As I was growing up, Sabbath was different from other days. It was more than just going to church. We did special activities on the seventh day that we didn’t do throughout the rest of the week. We went to friends’ homes for lunch; we took walks together in nature; we visited and encouraged the elderly who were lonely. Sabbath, to me, has always been about fellowship with God and others—and that’s where I find the most fulfillment. Even today, “good” Sabbaths are marked not only by an inspiring church service and sermon but by fellowship with others afterward.
My husband transitioned from pastoring a district to working for the General Conference Ministerial Association several years ago. After we settled into our new home, we began looking for a church to attend. The greeters at the first church we visited welcomed us warmly. The sermon was sincere and the music engaging, but what really made us feel at home was the invitation we received to go on an afternoon excursion with several other families. We visited with our new friends until long after dark, and when we finally left, we looked at each other and said, “We’ve found our new church family.”

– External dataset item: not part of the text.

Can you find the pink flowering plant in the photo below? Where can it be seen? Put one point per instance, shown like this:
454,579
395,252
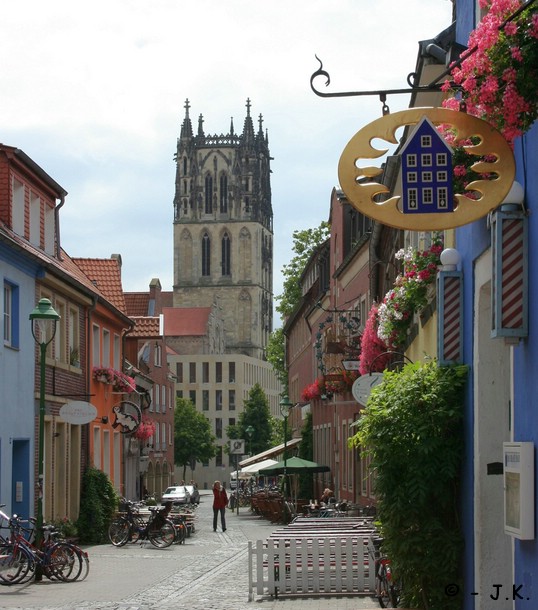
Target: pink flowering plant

I believe God intended the Sabbath hours to fulfill a deep heart longing we each have for community, for fellowship. He created humans because He yearned for a relationship with someone, made in His own image, who could reciprocate love in an intelligent way. He set the Sabbath apart at the end of a busy week to enjoy His handiwork, including you and me. And during that 24-hour period, God invites us to put everything else aside and focus on reconnecting with Him and with one another.
Pastoral life and duties often seem overwhelming, especially on Sabbath. And with a global pandemic raging, it’s difficult, sometimes even impossible, to enjoy face-to-face fellowship. We hope this issue of The Journal will provide some ideas on how the Sabbath can be a delight and give encouragement in these challenging days.